Currently the most common practice for produced water management is disposal through injection into Class IID wells with minimal treatment. This option is costly and risky, especially for wells that are located far from the nearest disposal well. Under these circumstances, treating the produced water for reuse becomes an appealing option. This study investigates disposal and treatment options in detail to determine the economic feasibility of each treatment option compared to the available disposal option.
We used water production and well data from Marcellus Shale Energy and Environment Laboratory (MSEEL) to build a case study for the assessment of disposal, and membrane desalination options. We collected other necessary information such as disposal well location and desalination parameters from the Environmental Protection Agency and previously published papers. We investigated the following high salinity water treatment methods: high pressure reverse osmosis (HPRO), electrodialysis (ED), and direct contact membrane desalination (DCMD).
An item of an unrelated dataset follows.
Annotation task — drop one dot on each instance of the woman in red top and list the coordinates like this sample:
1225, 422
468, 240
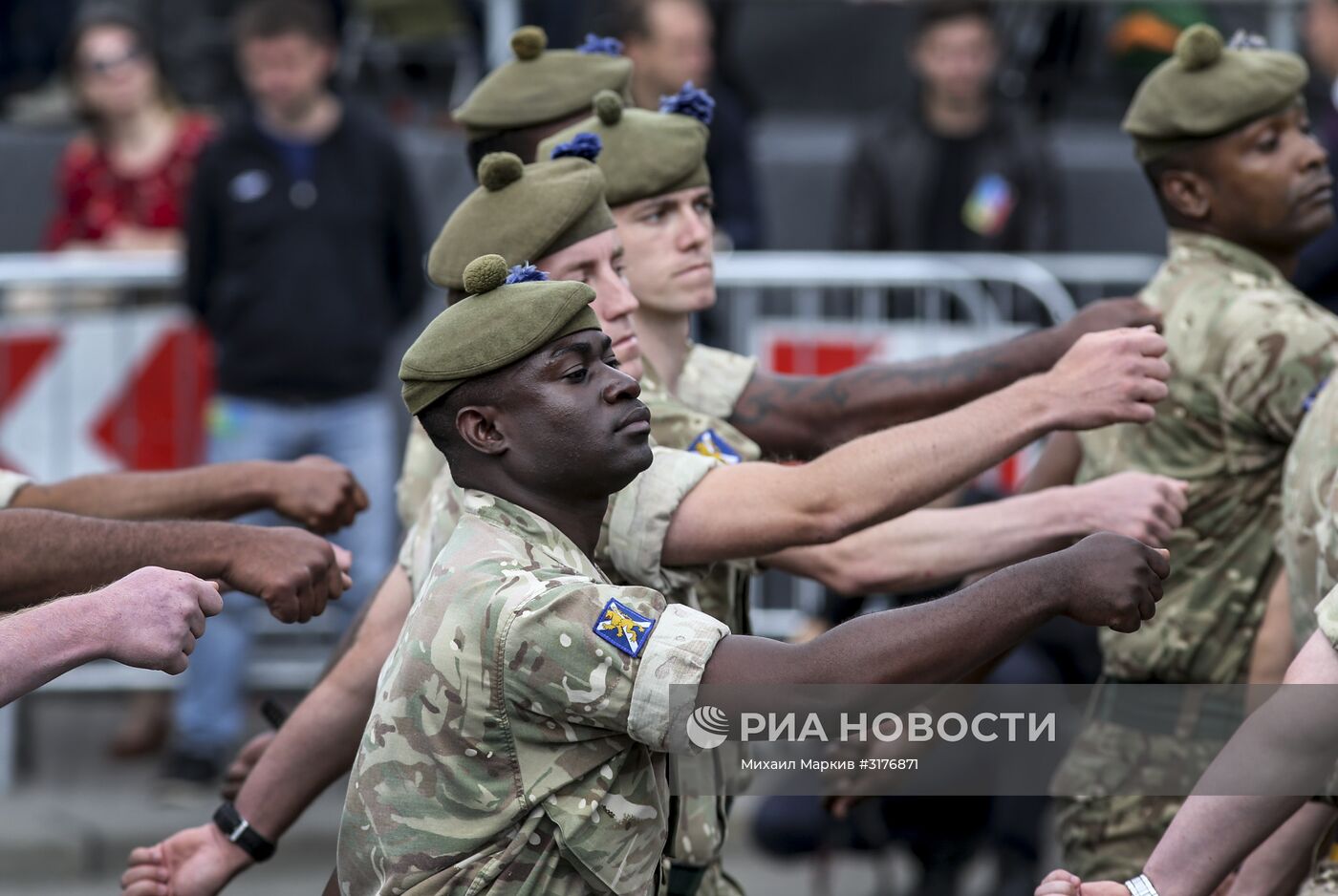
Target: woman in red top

Under the assumptions of our study, we found that disposal costs less than HPRO and DCMD. ED, on the other hand, is less expensive than disposal and provides more flexibility in terms of the quality of the produced permeate. Our results also show that if the disposal well is farther than 100 miles from the MSEEL well pad, DCMD becomes more cost-efficient than disposal. As the salinity of the MSEEL produced water drops, the cost of HPRO and ED also decreases.
Produced water treatment reduces truck traffic and lowers the spill risk, emissions, and road wear. However, treatment options must be economically evaluated for each well to determine their feasibility. Our findings may serve as a guideline for economic evaluation of produced water management solutions.